Je pense très fort, reste branchies, reste branchies. Restez là mes petites copines gélatineuses. Comme si c’était des chatons aquatiques qu’il fallait convaincre de ne pas s’enfuir. Parce que si elles se barrent, Charlie redevient un mammifère complétement classique. Et on n’a pas exactement le temps de commander un tuba.
Maintenir un sort, c’est pas sorcier, qu’ils disent. Haha. Très drôle. C’est comme essayer de retenir un pet magique en pleine messe. Faut de la grâce, de la discrétion, et surtout ne penser à rien d’autre. Tu te concentres, tu plisses les yeux, tu fais genre t’as l’air sage et puissant. Alors qu'on dirait que tu essaies de garder une flaque en place avec la force du regard. Mais en vrai t’es juste là à te dire surtout pense à rien d’autre, surtout pas à des cornichons. Et évidemment, maintenant j’ai envie de cornichons, des cornichons en tutu. Super.

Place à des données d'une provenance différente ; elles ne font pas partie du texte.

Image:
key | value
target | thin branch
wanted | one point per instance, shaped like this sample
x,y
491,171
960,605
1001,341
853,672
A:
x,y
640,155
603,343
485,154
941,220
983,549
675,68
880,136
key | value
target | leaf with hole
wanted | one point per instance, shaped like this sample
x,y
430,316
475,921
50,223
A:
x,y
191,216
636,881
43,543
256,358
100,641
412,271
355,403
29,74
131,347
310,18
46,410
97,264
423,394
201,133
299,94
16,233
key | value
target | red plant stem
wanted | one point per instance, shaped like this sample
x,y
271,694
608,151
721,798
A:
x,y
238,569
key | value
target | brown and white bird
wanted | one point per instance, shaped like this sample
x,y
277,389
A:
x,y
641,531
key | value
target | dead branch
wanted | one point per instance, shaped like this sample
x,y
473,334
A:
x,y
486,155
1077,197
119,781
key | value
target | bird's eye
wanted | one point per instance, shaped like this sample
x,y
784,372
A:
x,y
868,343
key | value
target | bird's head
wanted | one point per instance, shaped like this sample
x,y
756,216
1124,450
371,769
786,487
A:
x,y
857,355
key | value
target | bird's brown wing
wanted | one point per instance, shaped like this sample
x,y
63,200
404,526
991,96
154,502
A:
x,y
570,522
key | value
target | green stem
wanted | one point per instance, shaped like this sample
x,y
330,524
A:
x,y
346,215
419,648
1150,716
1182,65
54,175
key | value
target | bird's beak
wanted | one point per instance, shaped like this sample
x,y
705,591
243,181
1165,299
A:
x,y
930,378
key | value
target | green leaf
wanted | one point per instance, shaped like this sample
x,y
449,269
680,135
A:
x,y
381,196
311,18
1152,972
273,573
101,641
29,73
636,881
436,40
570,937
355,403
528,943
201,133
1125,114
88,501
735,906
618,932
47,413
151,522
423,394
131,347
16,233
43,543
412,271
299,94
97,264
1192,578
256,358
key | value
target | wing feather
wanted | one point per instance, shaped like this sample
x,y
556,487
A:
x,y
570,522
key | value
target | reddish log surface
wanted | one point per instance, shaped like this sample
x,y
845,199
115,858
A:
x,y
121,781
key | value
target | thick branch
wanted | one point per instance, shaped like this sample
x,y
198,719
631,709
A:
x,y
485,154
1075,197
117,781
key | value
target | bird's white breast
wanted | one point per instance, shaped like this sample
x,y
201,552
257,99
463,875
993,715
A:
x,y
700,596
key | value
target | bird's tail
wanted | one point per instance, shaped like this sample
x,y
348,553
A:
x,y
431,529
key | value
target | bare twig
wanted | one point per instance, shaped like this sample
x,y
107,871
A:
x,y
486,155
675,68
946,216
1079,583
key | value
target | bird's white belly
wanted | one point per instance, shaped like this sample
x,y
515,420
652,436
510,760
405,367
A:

Je visualise. Branchies branchies branchies. Comme un mot magique. Comme un mot de passe pour entrer dans le club très privé des poissons distingués. Allez, Charlie. Nage. Je tiens le coup. Même si mon cerveau commence à faire des galipettes.
Est-ce qu’on peut transpirer de la concentration ? Est-ce que ça se voit si je commence à loucher ?
Non !
Je suis la gardienne des branchies. La bergère des ouïes. L’architecte de la respiration piscicole.
Merde, faut pas que je me gratte le nez.